Photo courtesy of the Academic Health Center

University officials say waiting on the cumbersome legislative bonding process will mean Minnesota will miss out on an opportunity to position itself as a world leader in the biomedical industry.

Frank Cerra, the head of the university's Academic Health Center, says the state needs to make a commitment now -- or watch the potential prize of jobs, expertise and prestige go elsewhere.

"We're in a race nationally to not become a fly-by state for biomedical technology," said Cerra. "We are in the middle of the challenge with Hopkins, Yale, Harvard and so forth on the East Coast, and California and Seattle on the West Coast. They're making major investments."

Cerra compares Minnesota with other states such as California, which has put some $2 billion worth of health sciences construction in the University of California-San Francisco, and Wisconsin, which set out $750 million for an academic bioscience building.

Cerra compares the current situation to Minnesota's relative lack of funding for computer industry development, when that technology was beginning to catch fire.

"We did not make the investment in the late '80s in what we would now call chip technology, so the center for that universe is in California. We can be a center for biomedical sciences, but we need the investment now," said Cerra.

If we have a need to build five buildings and it ends up taking two budget cycles or four years, it's going to be 20 years before Minnesota gets this job done.

Cerra says sophisticated lab space is crucial to recruiting talented faculty. He points to the recent hiring of pharmaceutical researcher Gunda Georg as an example of that. The U of M lured the renowned scientist away from the University of Kansas.
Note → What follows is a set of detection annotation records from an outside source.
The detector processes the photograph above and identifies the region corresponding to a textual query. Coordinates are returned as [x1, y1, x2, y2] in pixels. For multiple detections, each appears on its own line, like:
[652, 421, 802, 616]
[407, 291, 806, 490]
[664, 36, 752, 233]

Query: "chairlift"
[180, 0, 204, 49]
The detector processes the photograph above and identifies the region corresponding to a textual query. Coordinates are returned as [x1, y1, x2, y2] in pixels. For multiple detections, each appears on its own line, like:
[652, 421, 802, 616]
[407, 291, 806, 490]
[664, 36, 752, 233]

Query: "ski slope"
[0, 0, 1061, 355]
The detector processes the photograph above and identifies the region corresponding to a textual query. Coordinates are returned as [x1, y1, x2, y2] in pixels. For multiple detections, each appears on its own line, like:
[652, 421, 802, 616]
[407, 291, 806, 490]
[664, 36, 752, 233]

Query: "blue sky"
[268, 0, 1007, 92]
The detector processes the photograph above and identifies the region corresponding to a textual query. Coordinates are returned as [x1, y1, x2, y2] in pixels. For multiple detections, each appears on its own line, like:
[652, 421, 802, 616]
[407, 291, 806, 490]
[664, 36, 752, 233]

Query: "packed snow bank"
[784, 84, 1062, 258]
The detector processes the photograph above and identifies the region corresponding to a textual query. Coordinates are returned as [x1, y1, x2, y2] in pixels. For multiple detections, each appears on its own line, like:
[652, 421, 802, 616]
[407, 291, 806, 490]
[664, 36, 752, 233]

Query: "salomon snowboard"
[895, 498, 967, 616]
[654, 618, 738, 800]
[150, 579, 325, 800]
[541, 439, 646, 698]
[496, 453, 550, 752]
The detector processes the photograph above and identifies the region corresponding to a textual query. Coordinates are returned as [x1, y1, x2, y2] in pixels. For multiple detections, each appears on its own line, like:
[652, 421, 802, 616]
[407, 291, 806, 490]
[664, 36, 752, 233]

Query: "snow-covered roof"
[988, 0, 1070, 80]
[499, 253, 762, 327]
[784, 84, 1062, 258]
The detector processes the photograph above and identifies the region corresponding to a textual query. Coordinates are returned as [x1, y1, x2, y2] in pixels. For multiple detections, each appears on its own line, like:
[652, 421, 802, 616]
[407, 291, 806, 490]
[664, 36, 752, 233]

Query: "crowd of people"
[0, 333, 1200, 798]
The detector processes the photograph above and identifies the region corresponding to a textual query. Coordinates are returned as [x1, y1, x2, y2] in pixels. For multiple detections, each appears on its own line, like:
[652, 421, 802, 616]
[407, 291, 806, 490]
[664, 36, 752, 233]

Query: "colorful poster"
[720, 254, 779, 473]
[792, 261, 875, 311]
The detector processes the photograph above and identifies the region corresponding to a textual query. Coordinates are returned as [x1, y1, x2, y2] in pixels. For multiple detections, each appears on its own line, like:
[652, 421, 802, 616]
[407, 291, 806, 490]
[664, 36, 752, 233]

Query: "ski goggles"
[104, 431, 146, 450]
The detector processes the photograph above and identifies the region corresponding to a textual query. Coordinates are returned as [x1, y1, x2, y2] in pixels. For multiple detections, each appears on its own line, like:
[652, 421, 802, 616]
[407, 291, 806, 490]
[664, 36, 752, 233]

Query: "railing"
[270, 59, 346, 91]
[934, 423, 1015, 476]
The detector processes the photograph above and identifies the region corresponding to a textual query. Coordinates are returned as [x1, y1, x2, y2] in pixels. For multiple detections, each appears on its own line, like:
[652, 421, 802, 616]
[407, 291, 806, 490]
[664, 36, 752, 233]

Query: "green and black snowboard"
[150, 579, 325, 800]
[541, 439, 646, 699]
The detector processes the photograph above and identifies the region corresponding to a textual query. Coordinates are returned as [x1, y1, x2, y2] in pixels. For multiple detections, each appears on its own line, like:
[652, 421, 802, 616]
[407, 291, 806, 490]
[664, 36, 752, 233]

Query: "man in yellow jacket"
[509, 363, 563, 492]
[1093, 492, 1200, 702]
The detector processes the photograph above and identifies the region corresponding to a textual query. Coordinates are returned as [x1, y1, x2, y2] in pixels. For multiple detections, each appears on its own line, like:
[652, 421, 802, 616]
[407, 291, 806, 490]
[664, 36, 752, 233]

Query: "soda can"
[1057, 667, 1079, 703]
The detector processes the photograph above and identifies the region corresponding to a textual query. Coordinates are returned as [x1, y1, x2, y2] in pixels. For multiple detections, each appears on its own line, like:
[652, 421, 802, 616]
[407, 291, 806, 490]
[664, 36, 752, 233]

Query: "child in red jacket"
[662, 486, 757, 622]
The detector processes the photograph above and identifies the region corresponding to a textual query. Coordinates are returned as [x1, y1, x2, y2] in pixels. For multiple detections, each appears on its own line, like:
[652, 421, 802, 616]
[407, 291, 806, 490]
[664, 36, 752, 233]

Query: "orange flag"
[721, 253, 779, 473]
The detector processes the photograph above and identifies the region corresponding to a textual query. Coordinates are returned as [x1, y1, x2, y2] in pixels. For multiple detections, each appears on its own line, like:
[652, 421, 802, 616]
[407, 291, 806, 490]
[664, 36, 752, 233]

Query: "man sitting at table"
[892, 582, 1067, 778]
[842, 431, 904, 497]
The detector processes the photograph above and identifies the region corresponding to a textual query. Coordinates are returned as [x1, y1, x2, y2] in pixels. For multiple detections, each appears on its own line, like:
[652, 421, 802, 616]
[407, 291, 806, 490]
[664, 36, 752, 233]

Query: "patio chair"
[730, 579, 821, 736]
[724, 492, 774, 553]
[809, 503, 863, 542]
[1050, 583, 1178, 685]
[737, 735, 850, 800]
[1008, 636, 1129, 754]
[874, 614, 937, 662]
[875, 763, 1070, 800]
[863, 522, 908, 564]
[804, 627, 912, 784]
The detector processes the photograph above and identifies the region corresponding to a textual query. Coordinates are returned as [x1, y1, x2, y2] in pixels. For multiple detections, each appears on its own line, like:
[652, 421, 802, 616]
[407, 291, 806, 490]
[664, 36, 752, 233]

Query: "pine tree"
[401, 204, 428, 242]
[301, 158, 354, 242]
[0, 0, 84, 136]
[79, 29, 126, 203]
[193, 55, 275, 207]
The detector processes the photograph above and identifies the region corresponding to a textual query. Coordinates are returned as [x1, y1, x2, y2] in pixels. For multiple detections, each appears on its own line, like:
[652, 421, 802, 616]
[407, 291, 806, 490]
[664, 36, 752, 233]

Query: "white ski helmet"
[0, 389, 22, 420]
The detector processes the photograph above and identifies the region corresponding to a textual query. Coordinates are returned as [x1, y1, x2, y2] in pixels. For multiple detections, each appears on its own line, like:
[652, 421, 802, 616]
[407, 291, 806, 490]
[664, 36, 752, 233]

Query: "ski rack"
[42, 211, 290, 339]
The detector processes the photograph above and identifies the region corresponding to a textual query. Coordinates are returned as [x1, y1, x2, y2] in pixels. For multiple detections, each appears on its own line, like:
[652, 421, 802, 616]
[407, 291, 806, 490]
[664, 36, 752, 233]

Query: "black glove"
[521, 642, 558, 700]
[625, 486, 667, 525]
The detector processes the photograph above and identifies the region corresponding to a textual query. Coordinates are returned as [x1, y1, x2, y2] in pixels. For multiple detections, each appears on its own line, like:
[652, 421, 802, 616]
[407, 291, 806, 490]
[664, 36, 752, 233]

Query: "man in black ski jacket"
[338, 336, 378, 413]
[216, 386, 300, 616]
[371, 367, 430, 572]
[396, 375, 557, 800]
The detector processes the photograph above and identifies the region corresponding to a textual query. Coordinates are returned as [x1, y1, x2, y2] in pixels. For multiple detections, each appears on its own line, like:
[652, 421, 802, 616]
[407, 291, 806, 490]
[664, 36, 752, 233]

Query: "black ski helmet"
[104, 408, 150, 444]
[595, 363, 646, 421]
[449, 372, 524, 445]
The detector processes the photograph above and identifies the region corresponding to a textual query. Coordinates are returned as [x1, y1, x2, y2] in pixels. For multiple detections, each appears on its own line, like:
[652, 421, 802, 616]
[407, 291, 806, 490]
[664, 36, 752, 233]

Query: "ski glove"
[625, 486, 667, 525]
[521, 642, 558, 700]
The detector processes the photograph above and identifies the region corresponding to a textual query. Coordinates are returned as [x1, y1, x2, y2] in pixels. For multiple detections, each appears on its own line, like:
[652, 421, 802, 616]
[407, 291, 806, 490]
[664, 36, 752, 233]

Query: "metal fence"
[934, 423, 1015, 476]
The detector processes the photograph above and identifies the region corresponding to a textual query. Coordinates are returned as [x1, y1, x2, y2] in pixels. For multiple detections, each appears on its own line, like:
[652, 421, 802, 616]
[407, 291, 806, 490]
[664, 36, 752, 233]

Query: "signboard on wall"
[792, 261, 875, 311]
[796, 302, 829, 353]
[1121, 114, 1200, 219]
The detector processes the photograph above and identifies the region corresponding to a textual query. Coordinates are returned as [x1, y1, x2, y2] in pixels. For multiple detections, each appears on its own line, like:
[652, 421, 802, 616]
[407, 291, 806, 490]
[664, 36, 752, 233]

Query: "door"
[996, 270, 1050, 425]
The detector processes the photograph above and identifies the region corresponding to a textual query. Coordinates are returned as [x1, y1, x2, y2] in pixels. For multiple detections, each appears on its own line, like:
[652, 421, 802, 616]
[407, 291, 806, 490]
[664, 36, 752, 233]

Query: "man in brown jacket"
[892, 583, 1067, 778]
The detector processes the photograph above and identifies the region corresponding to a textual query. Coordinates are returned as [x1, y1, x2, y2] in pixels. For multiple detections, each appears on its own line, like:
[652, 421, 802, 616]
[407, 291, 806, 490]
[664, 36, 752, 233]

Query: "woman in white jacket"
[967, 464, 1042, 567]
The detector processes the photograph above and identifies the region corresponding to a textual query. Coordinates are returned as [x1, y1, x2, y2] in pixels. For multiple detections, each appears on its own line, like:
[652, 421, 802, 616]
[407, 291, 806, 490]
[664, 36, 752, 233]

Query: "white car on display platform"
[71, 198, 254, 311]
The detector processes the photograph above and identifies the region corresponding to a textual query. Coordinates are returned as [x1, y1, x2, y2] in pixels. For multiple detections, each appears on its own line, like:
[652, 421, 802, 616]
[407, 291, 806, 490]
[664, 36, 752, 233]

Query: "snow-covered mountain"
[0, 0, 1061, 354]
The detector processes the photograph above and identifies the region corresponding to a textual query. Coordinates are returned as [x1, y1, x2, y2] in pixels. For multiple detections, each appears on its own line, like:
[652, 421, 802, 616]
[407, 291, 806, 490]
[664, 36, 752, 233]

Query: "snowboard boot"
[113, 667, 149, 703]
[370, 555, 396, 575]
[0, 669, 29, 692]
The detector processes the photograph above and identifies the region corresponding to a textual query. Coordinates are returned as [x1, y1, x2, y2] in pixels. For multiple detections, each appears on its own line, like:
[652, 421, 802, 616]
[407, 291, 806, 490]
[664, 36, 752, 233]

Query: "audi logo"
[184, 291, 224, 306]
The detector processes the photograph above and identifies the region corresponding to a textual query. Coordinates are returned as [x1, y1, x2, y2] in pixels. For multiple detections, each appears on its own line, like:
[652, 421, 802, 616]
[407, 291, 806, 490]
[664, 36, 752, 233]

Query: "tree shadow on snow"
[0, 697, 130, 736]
She's expected to bring 20 additional research staff with her.

But, Cerra says, that single hire used up the remaining lab facilities that can accommodate such high-level study at the university.

Richard Pfutzenreuter, the U's chief financial officer, says the big investments needed for specialized and expensive construction don't fit well with the competitive, every-other-year bonding cycle at the Legislature.
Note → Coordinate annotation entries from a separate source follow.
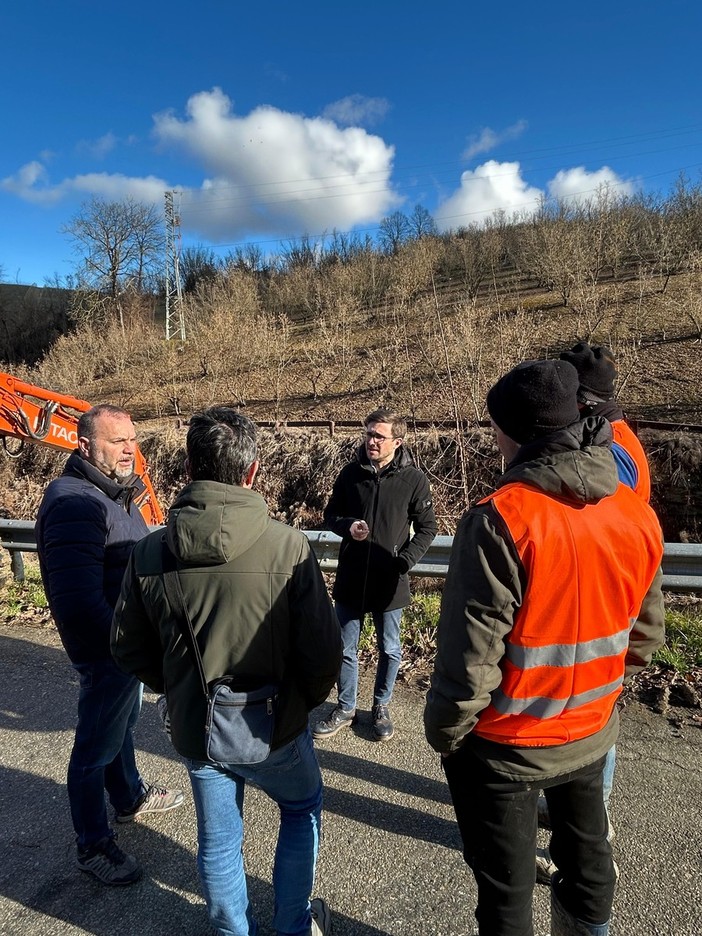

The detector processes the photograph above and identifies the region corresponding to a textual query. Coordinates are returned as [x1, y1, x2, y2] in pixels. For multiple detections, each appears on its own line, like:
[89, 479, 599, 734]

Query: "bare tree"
[180, 245, 222, 293]
[62, 198, 163, 300]
[407, 205, 439, 240]
[378, 211, 410, 254]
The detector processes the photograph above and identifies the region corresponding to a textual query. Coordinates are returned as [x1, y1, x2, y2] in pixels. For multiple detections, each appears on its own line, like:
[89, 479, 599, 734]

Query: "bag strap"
[161, 536, 210, 701]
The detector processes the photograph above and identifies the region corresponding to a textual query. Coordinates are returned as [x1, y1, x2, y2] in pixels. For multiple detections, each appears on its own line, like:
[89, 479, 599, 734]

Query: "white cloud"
[0, 161, 169, 206]
[434, 159, 635, 231]
[434, 159, 543, 231]
[78, 131, 118, 159]
[154, 88, 400, 241]
[322, 94, 390, 127]
[463, 120, 527, 159]
[548, 166, 634, 201]
[0, 159, 61, 205]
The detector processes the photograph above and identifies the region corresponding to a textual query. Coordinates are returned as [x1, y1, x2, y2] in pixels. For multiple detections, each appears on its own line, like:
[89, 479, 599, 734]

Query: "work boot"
[312, 705, 358, 740]
[551, 891, 609, 936]
[372, 705, 395, 741]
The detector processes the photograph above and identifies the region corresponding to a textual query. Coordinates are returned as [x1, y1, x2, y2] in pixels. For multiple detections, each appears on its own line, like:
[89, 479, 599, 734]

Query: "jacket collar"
[498, 416, 619, 504]
[63, 449, 143, 508]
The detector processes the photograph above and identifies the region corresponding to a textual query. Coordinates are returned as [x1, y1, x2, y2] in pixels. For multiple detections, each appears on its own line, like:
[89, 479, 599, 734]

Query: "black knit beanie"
[487, 361, 580, 445]
[560, 341, 617, 401]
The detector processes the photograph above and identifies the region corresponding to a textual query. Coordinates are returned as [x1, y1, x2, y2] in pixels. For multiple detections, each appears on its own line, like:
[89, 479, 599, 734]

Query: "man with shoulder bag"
[112, 407, 341, 936]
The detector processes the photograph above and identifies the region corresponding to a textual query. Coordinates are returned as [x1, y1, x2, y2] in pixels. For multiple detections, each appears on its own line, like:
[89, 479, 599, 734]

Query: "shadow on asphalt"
[0, 635, 408, 936]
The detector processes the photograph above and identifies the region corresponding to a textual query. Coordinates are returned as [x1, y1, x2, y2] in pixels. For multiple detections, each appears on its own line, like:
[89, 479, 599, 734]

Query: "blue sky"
[0, 0, 702, 285]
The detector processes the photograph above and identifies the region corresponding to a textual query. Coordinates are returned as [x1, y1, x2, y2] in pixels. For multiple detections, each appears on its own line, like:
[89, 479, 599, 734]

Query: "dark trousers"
[442, 741, 615, 936]
[68, 660, 144, 848]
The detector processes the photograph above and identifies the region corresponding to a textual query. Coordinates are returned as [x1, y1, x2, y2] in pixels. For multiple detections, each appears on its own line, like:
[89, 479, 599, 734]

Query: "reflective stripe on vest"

"If we have a need, for example, to build five buildings and it ends up taking two budget cycles or four years, it's going to be 20 years before Minnesota gets this job done," Pfutzenreuter said.

Pfutzenreuter points to the university's current request this session for $40 million to help build a new biomedical research building on campus. Gov. Pawlenty's bonding proposal offers only $4 million for the project.
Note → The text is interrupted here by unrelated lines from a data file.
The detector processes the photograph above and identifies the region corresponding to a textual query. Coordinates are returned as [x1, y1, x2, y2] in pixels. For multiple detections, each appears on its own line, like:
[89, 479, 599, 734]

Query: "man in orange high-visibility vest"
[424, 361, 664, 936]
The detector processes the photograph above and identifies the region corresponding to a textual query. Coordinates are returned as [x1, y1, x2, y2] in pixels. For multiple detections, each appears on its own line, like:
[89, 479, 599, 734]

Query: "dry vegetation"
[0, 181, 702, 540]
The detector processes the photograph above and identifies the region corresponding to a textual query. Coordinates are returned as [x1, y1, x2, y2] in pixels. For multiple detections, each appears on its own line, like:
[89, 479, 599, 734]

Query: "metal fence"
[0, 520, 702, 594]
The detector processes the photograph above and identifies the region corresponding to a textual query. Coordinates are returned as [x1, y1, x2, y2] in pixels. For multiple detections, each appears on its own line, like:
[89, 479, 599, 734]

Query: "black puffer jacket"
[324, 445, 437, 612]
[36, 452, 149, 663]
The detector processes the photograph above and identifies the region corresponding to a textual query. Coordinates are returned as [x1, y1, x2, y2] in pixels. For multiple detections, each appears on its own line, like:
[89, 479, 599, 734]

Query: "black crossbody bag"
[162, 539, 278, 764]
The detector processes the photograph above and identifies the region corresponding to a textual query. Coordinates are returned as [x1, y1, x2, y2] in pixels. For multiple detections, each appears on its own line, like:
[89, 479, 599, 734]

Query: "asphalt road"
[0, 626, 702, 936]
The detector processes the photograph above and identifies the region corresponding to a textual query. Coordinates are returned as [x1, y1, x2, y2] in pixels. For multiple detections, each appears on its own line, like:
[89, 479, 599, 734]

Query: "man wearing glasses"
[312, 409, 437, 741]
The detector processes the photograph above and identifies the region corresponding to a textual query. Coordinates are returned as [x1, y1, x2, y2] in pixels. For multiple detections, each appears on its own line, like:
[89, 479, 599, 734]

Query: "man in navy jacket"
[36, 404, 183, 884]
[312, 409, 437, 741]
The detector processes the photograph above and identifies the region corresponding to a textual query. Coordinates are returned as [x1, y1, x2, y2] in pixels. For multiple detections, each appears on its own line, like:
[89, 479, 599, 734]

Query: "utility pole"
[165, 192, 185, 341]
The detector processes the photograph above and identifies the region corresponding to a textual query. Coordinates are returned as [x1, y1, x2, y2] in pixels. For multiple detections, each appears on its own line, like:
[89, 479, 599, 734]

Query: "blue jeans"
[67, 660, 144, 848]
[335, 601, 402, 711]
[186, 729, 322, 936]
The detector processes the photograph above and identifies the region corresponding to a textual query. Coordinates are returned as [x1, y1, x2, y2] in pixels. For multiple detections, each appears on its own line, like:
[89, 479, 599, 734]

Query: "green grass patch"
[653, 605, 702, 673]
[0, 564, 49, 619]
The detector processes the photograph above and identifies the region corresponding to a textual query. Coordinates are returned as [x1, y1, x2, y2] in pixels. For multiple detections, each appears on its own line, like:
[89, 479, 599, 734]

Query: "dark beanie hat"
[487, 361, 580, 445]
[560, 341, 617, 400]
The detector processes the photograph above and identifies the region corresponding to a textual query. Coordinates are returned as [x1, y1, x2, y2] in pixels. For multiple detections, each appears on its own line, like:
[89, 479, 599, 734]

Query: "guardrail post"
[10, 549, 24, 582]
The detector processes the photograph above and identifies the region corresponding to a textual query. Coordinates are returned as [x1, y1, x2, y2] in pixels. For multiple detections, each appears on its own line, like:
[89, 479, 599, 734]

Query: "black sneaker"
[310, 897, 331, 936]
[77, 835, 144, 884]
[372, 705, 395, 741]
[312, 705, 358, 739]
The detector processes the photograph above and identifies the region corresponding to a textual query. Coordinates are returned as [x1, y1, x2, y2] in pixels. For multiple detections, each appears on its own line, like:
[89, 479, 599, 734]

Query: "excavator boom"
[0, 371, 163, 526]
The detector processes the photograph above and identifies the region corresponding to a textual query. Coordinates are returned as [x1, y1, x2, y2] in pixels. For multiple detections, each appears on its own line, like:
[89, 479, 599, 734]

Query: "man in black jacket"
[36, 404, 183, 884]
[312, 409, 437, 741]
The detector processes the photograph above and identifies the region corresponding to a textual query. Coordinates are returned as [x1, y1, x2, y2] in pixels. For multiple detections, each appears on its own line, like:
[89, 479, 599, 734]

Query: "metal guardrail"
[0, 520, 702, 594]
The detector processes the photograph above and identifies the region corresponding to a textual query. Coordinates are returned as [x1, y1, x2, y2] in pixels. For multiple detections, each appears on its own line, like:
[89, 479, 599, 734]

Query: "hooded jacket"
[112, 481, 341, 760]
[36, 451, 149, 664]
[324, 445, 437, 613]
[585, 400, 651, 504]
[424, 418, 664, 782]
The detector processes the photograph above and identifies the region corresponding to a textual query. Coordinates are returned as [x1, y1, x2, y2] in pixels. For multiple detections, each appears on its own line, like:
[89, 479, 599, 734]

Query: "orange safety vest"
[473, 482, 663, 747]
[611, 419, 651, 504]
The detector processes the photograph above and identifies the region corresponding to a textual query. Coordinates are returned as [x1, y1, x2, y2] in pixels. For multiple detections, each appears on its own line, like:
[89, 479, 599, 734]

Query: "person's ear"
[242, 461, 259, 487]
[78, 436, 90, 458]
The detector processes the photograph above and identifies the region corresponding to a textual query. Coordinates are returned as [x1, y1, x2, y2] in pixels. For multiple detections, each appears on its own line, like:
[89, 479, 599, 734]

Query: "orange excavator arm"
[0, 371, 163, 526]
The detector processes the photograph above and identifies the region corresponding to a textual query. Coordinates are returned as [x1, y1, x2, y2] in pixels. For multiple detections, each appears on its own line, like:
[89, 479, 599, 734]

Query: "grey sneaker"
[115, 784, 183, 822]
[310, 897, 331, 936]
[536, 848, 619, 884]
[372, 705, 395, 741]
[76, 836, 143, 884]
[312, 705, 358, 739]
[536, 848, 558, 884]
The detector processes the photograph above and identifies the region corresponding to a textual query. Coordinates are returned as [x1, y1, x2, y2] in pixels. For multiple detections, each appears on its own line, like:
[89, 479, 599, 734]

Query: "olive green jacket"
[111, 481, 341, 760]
What Pfutzenreuter and other officials propose is an appointed panel to oversee long-term facility planning. The university wants the panel to oversee $330 million in borrowing, of which 90 percent would be paid back by the state.

The first years of the project would mean a little more than $4 million of state tax money set aside. Ultimately the state would be responsible for more than $26 million a year until the debt is paid.

"It will be a difficult sell, we know that," said Pfutzenreuter. "But we think it's important that the state understand that they have to take a big bite here in this area, and give us the ability to plan into the future and get this thing done."